High Street has ‘double the number of shops needed’

UK High Streets have double the number of shops needed to keep up with demand, according to the author of a government report on the future of retail.

John Timpson, who founded the Timpson family’s key-cutting and shoe repair chain, said that the revival of Britain’s High Street revival should be a “bottom up” job, involving funding and support for local councils to take the lead in turning town centres into communities and meeting places.

"It's about communities and creating a hub for entertainment, medical facilities, housing. We probably have about twice as many shops as we need, but we are short of housing,” he explained in an interview with the BBC.

In his introduction to the report, compiled by an expert panel of retailers and business leaders, Timpson wrote: “A combination of internet shopping, the convenience of out of town retailing and an exceptional number of well-established retail formats reaching the end of their commercial life cycle, has led to a marked increase in empty shops and a decline in footfall.”

However, despite the apparently bleak outlook for the future of the High Street as a shopping hub, he said the study had left him with “more hope for the future of our town centres than when we first started gathering evidence”.

Communities that had bucked the trend and managed to “put a buzz back into their town centre” were those that had reduced the number of empty shops and made their town centres attractive places to be, the report explained.

However, whilst he acknowledged the government’s efforts to revive High Street retailers, exemplified by a £675 million Future High Street Fund announced in the chancellor’s Budget speech, he recommended that efforts should be led by the communities and local councils themselves.


“Reimagining our town centres should not be seen as a central programme dictated by government,” stated Timpson. “It is a series of locally inspired and led initiatives that are supported by a government that offers information and helps to clear obstacles out of the way.”

He also encouraged local communities to think innovatively about how empty properties are used and said that his own experience in retail had taught him that the best way to get things done is to “give people on the front line the freedom to get on with the job in the way they know best”.

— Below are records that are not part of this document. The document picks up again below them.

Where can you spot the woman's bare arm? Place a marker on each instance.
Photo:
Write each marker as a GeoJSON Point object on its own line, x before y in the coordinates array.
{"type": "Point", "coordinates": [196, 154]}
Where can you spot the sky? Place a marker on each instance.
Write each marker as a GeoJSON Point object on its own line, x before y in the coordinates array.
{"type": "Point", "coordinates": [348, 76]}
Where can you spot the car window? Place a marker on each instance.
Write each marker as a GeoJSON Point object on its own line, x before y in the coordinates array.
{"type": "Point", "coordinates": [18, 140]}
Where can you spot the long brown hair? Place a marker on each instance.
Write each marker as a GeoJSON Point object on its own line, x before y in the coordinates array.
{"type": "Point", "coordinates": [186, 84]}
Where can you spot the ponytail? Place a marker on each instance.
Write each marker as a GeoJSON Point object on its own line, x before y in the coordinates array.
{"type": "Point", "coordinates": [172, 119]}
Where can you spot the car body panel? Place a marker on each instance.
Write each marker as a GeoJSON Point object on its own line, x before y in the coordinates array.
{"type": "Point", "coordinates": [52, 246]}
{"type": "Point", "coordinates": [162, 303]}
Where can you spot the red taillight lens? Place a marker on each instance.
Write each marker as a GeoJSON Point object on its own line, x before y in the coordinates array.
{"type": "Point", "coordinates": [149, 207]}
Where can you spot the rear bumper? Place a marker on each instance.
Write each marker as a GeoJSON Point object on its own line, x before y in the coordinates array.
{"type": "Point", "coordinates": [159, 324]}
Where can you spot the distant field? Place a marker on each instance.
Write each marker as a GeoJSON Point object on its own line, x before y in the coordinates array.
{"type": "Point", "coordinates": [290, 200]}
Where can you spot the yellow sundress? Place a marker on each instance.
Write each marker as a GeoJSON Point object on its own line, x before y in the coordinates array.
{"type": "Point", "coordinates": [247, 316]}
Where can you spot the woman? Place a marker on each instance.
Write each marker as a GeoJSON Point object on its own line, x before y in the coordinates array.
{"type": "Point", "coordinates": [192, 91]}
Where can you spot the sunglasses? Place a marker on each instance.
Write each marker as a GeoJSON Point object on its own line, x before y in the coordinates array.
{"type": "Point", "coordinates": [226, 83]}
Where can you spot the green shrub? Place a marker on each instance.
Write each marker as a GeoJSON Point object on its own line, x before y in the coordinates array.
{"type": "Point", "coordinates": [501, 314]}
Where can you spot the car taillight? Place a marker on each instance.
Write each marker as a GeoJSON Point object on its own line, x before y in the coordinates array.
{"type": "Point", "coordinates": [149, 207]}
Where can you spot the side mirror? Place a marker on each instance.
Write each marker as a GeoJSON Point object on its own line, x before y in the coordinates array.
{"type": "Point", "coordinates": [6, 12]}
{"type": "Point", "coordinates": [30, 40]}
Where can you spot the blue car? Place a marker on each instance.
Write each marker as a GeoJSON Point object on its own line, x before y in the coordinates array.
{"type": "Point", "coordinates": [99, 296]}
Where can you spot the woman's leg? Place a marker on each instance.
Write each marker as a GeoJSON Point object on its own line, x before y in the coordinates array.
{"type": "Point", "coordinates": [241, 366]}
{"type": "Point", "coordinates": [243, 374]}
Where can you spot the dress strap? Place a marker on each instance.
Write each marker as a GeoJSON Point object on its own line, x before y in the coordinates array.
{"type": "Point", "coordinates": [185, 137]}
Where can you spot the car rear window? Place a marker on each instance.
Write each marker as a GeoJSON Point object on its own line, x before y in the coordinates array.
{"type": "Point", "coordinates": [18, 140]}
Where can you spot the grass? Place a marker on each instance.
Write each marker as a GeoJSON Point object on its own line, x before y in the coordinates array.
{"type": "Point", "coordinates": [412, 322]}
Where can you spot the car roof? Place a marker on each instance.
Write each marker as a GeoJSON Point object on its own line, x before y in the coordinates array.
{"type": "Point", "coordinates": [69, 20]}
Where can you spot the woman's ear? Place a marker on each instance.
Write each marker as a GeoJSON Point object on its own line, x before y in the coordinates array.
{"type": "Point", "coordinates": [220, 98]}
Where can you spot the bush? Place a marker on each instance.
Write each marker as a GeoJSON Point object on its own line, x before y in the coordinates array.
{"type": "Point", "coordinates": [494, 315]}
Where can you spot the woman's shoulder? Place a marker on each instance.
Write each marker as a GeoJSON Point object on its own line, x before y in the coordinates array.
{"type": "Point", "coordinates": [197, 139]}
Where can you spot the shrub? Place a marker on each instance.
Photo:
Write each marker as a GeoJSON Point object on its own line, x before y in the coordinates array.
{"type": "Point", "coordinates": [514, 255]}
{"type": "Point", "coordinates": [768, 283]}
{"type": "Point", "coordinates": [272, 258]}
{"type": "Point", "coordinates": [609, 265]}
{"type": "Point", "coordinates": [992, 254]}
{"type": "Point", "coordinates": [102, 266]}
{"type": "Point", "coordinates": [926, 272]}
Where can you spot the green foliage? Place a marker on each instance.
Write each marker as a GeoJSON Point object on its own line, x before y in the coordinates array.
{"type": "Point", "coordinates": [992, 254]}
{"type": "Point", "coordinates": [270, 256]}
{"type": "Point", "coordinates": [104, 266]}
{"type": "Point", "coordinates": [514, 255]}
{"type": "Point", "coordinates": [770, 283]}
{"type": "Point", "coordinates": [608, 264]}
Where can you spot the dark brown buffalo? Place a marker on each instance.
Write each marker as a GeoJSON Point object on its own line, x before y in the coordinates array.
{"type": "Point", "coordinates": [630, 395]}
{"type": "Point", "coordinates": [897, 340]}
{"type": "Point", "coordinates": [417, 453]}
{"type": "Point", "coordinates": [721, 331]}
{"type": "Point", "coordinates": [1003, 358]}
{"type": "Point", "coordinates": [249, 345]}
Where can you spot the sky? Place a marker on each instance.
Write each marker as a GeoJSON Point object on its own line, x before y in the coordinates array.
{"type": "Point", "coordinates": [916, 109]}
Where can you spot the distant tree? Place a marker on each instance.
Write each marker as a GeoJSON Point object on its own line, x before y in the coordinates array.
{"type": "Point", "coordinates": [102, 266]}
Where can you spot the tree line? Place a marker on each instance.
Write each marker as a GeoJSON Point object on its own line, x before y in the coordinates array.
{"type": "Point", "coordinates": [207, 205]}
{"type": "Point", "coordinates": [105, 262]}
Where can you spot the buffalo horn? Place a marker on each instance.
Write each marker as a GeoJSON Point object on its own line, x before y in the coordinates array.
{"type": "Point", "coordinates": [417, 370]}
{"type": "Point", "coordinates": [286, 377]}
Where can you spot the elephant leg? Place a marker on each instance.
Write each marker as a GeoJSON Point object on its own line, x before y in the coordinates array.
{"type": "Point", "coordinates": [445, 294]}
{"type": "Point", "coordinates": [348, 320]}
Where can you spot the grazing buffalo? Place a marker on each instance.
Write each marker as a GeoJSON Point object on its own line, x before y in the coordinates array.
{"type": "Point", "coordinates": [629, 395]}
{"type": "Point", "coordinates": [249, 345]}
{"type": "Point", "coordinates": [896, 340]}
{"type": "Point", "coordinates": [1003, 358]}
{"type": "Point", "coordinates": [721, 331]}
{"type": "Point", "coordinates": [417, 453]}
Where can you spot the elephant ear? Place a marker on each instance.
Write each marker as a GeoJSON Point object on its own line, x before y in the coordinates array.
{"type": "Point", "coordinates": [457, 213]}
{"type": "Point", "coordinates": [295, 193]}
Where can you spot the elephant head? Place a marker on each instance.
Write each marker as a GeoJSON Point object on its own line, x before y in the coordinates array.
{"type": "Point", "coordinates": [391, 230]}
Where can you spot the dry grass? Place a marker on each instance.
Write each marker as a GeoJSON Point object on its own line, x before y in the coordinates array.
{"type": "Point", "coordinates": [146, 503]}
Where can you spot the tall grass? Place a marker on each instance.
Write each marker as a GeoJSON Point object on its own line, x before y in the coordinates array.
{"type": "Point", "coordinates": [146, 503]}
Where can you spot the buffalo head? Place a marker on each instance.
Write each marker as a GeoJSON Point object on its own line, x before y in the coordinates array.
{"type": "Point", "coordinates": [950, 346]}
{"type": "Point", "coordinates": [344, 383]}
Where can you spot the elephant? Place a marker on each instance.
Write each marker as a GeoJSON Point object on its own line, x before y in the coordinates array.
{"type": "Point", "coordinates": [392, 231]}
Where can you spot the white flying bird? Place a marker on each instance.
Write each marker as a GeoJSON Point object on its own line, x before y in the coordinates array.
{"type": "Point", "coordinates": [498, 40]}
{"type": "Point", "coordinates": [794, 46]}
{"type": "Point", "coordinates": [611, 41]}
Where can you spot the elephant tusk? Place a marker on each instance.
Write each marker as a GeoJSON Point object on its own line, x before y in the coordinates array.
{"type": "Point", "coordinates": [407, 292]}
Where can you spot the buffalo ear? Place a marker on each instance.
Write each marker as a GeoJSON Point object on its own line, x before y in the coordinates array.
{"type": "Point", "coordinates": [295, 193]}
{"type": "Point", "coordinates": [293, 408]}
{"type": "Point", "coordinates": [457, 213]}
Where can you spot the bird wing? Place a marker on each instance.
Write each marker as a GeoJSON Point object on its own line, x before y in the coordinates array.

The report concluded that it was “obvious” that empty retail estate should be converted into residential properties in areas where there was a housing shortage. Planning rules should also be relaxed to enable communities to repurpose retail units, the expert panel found.

The panel, commissioned by High Streets minister Jake Berry, was asked to come up with a report diagnosing the issues facing Britain’s high streets and town centres and propose solutions on the practical measures government can take to help.

Last month, a report from PwC found that there were around 14 shop closures every day, with unprecedented pressures leading to the collapse of a number of major retailers, such as House of Fraser, and dozens of stores earmarked for closure by High Street stalwarts like Marks and Spencer and Debenhams.

Tom Ironside, director of business and regulation at the British Retail Consortium, welcomed the report’s findings as well as the government’s £675 million High Street fund.

“The final report contains strong advice on how to ensure that that funding is used to best effect, notably through the oversight of the High Streets Taskforce and practical measures for local leaders to implement in their local areas.

“At the same time, it is essential that the government takes additional robust steps to provide real support to struggling high streets,” he continued. “Most importantly, wholesale reform of business rates is needed for our towns and high streets in order to thrive.”